Introduction

It is well known that synthetic dyes from the textile industry and lignin from the paper industry present two major sources of organic matter that are resistant to biological wastewater treatment systems (Sierra-Alvarez and Lettinga 1991; Pasti-Grigsby et al. 1992). Consequently, the question of how to degrade the dyes and lignin in wastewater effectively and simultaneously is critical for the treatment of wastewater pollution.

Heme-containing peroxidases, consistently existing in eukaryotic and prokaryotic cells, catalyze a vast range of oxidation processes, using hydrogen peroxide as an electron acceptor (Van Rantwijk and Sheldon 2000). Some well-known enzymes belonging to the superfamily of heme peroxidases, including the extracellular fungal lignin peroxidases (LiPs), manganese peroxidases (MnPs) and versatile peroxidases (VPs), are involved in the process of lignin-degradation and dye-decolorization (Pollegioni et al. 2015). Remarkably, recent studies have indicated that dye-decolorizing peroxidases (DyPs) also exhibit great potential for degrading lignin and a variety of synthetic dyes, which makes them potentially useful for the bioremediation of wastewater (Colpa et al. 2012). DyPs represent a newly discovered superfamily of heme peroxidases that are found in both fungi and bacteria (Kim and Shoda 1999). DyPs are classified into four subfamilies (A, B, C and D) according to their sequence characteristics. Usually, different types of DyPs show different catalytic properties to lignin model compounds (Rahmanpour et al. 2016; Ahmad et al. 2011). To date, about 8318 DyP sequences have been deposited in the InterPro database, and approximately thirty of these enzymes have been isolated and characterized (Yoshida and Sugano 2015). However, there has been little discussion about the degradation of GGE by BaDyP from Bacillus amyloliquefaciens.

Bacillus amyloliquefaciens strain MN-13 with the ability to degrade lignin was previously isolated from cattle feces and stored in our lab (Yang et al. 2018). To gain a further insight into the nature of the lignin-degrading biocatalyst in strain MN-13, gene encoding DyP was obtained from it was cloned and heterologously expressed in Escherichia coli. Based on the analysis of degradation products of phenolic lignin dimer GGE by purified BaDyP, a hypothetical pathway of BaDyP for GGE degradation was proposed. The decolorization effect of BaDyP on dyes was also investigated in this paper.

Materials and methods

Strain and plasmids

Bacillus amyloliquefaciens MN-13 (NCBI accession numbers of 16S r RNA gene sequence: KP292553) was preserved on nutrient agar slant at 4 °C. pET30a expression plasmid and E. coli BL21 (DE3) were purchased from TransGen Biotech.

Cloning and construction of expression vector

The genomic DNA of strain MN-13 was prepared using a Genomic Extraction Kit. The peroxidase gene efeb from B. amyloliquefaciens MN-13 was amplified using the forward primer: 5′-CGGGATCCATGAGCGATGAACAAAACAAGGAAAAAC AGATTCA-3′ (BamH I bold), and the reverse primer: 5′-GCGAAGCTTTCACGATT CCAGCAGCCTCT-3′, (Hind III bold), which was designed based on the genome sequence of B. amyloliquefaciens DSM7 (NCBI NO. NC_014551). PCR was carried out under the following conditions: an initial denaturing step at 94 °C for 5 min; 30 cycles at 94 °C for 30 s; annealing at 62 °C for 30 s; extension at 72 °C for 1 min 20 s; and a final extension cycle of 72 °C for 10 min. The purified DNA product was cloned into the pET30a.

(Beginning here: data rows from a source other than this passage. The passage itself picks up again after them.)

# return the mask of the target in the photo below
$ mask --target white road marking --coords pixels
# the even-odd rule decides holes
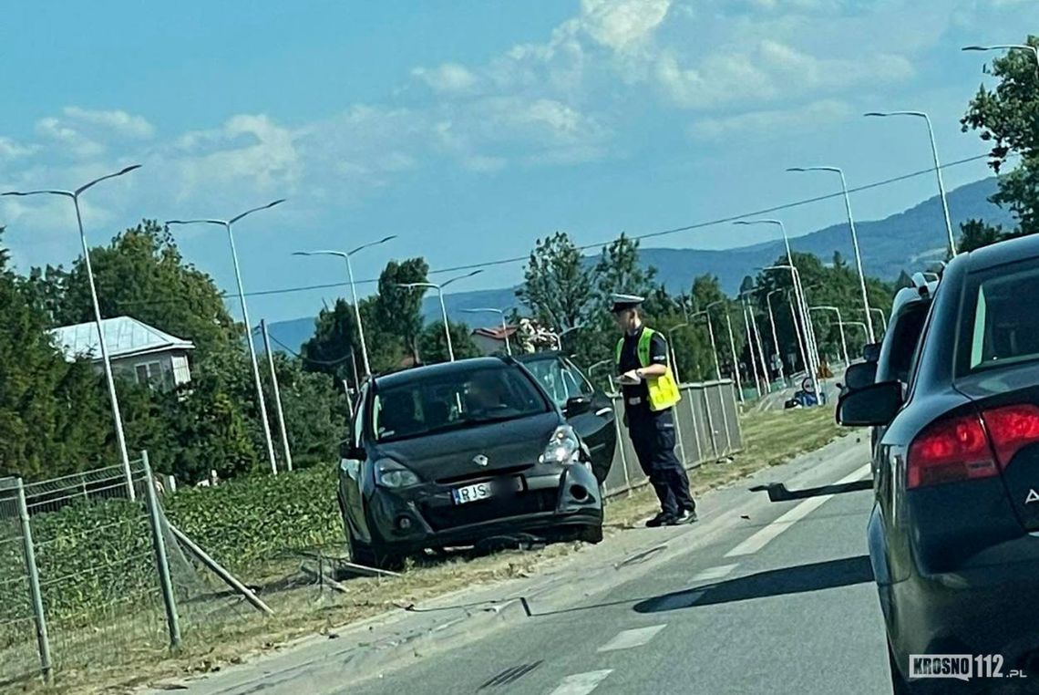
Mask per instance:
[[[667,627],[664,625],[652,625],[650,627],[637,627],[635,629],[625,629],[624,632],[617,635],[615,638],[604,644],[598,648],[600,651],[616,651],[617,649],[631,649],[632,647],[641,647],[643,644],[651,640],[657,633]]]
[[[552,691],[551,695],[588,695],[611,673],[613,673],[613,669],[568,675],[563,678],[558,688]]]
[[[737,567],[739,567],[739,565],[719,565],[718,567],[709,567],[699,574],[694,575],[693,582],[710,582],[712,580],[720,580],[723,576],[727,576]]]
[[[693,591],[691,593],[682,591],[670,596],[665,596],[654,603],[654,611],[677,611],[678,609],[689,608],[700,600],[705,593],[707,591]]]
[[[854,481],[861,480],[870,474],[870,464],[865,464],[861,468],[845,475],[836,485],[843,485],[845,483],[853,483]],[[826,500],[828,500],[833,495],[827,494],[821,497],[809,497],[802,501],[800,505],[794,509],[789,510],[785,514],[780,516],[778,519],[765,526],[756,534],[743,541],[735,548],[725,554],[726,558],[736,558],[742,555],[751,555],[757,552],[763,547],[768,545],[769,541],[775,539],[776,536],[794,525],[795,521],[800,521],[804,517],[811,514],[814,511],[822,507]]]

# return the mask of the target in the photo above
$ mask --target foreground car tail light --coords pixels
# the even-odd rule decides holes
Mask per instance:
[[[918,488],[973,478],[998,469],[981,418],[965,415],[929,426],[909,445],[906,487]]]
[[[973,478],[1006,468],[1021,447],[1039,442],[1039,407],[1003,406],[977,415],[939,420],[909,446],[909,488]]]
[[[1022,446],[1039,441],[1039,407],[1005,406],[982,413],[995,458],[1006,468]]]

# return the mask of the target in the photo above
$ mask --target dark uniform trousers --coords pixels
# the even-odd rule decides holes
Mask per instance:
[[[696,508],[689,492],[689,477],[674,455],[675,431],[671,409],[652,412],[645,406],[628,411],[628,433],[632,446],[660,498],[661,510],[675,515],[681,510]]]

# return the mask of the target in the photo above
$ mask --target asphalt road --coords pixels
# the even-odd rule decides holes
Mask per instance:
[[[562,611],[534,601],[531,618],[338,692],[890,692],[865,557],[870,506],[870,492],[771,505],[760,522],[590,600]]]

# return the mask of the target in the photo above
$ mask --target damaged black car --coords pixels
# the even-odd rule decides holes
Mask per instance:
[[[498,538],[598,542],[600,481],[566,419],[589,408],[560,408],[510,358],[368,380],[339,468],[351,560],[397,569],[426,548]]]

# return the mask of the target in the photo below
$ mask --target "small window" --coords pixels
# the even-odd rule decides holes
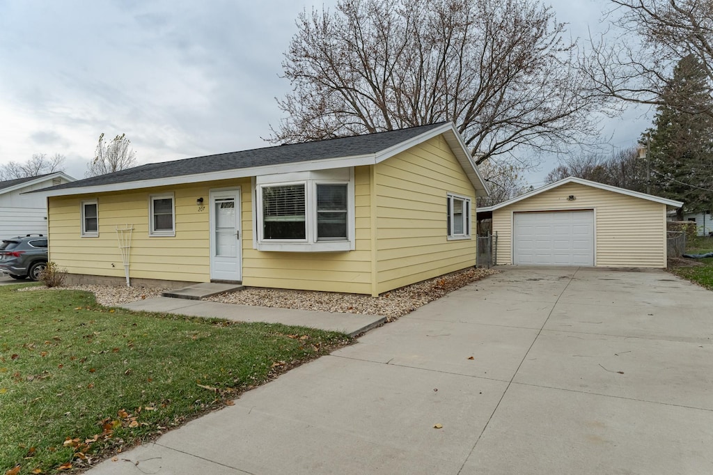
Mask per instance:
[[[317,185],[317,240],[347,239],[347,185]]]
[[[152,195],[150,213],[150,235],[175,235],[175,213],[174,213],[173,194]]]
[[[448,237],[450,239],[466,239],[471,237],[471,198],[457,195],[448,195],[446,206]]]
[[[307,239],[304,185],[262,187],[262,238]]]
[[[96,200],[82,201],[82,235],[99,235],[99,213]]]

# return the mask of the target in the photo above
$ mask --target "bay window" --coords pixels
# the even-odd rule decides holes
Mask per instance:
[[[352,168],[256,178],[255,247],[338,252],[354,248]]]

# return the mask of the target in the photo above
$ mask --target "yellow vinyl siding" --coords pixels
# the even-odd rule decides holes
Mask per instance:
[[[374,165],[374,293],[475,265],[475,190],[443,137]],[[471,199],[471,239],[447,240],[448,193]]]
[[[573,195],[574,201],[567,197]],[[595,265],[666,267],[666,206],[579,183],[556,188],[493,212],[498,264],[512,264],[513,213],[594,210]]]
[[[370,178],[368,166],[354,168],[355,250],[343,252],[258,251],[243,240],[242,282],[252,287],[371,293]],[[250,197],[248,197],[249,198]],[[250,227],[252,216],[243,226]]]
[[[123,277],[116,229],[131,225],[131,277],[207,282],[210,280],[208,192],[233,186],[247,189],[250,198],[249,180],[51,198],[50,259],[72,274]],[[163,193],[173,193],[175,236],[150,237],[149,197]],[[244,193],[244,199],[245,196]],[[204,200],[202,210],[196,205],[198,198]],[[88,199],[98,202],[99,235],[96,238],[81,235],[81,203]],[[250,205],[249,201],[243,203],[244,232],[245,208],[249,221]]]

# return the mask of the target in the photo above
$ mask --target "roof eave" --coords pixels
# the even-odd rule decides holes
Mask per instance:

Expression, purification and pH and temperature ranges of BaDyP

Escherichia coli BL21 (DE3) was transformed with the pET30a-efeb and grown in 5 ml of LB medium containing 50 µg/ml Kanamycin at 37 °C overnight. The cells carrying pET30a-efeb were incubated in 50 ml culture of LB media with 50 µg/ml Kanamycin at 37 °C until OD600 nm reached 0.6 ~ 0.8, and then induced with 0.8 mM IPTG at 16 °C. After 12 h the cells were collected, disrupted by sonication, and the recombinant BaDyP in the soluble fraction was extracted and purified. The peroxidase activity was determined according to the oxidation of the veratryl alcohol method (Alam et al. 2009).

pH ranges of BaDyP were determined using 50 mM of KCl/HCl buffer for pH 2.0 and 50 mM of acetate buffer for pH 3.0 ~ 6.0 were used at 30 °C. 50 mM of acetate buffer was used for determining temperature ranges.

Degradation of GGE by BaDyP

The reaction system contained 2 ml 0.05 M succinic acid buffer (pH 4.5), 200 μl BaDyP (0.672 U/ml), 100 μl 0.1 mM GGE acetone solution and 200 μl 0.625 M H2O2. The reaction was carried out at 30 °C for 10 h, then extracted into 10 ml of ethyl acetate. The organic layer was collected, dried and filtered through a 0.45 µm filter film. The residues were dried and analyzed by GC-MS of their trimethyl silyl (TMS) derivatives, according to the method described by Raj et al. (2007). In the control experiment, BaDyP was replaced with inactive BaDyP heated for 10 min at 100 °C.

Dye-decolorizing assays

Four synthetic dyes, including two azo dyes (congo red and eriochrome black T) and two triphenylmethane dyes (bromine cresol green and crystal violet) were selected for the decolorization assay. The decolorization assays of dyes were performed at 30 °C for 72 h in a reaction mixture containing BaDyP (0.672 U/ml, 500 μl), 60 mg/l dyes and 50 mM H2O2 in 4.5 ml of 0.05 M citrate buffer (pH 4.5). Two control experiments, including degradation of dyes by inactive BaDyP and H2O2, and 60 mg/l dyes in citrate buffer, were carried out. The dye degradation was analyzed by ultraviolet spectral scanning (200 nm ~ 800 nm), and expressed as follows:

$${\text{Decolorization ratio }}\left( \% \right)\, = \,\left( {{\text{A}}_{\text{ck}} - {\text{A}}_{\text{t}} } \right)/{\text{A}}_{\text{ck}} \, \times \,100\%$$

(Ack = absorbance of dye sample treated by inactive BaDyP; At = absorbance of dye sample treated by BaDyP).

Results

Expression of efeb gene in E. coli Transetta (DE3)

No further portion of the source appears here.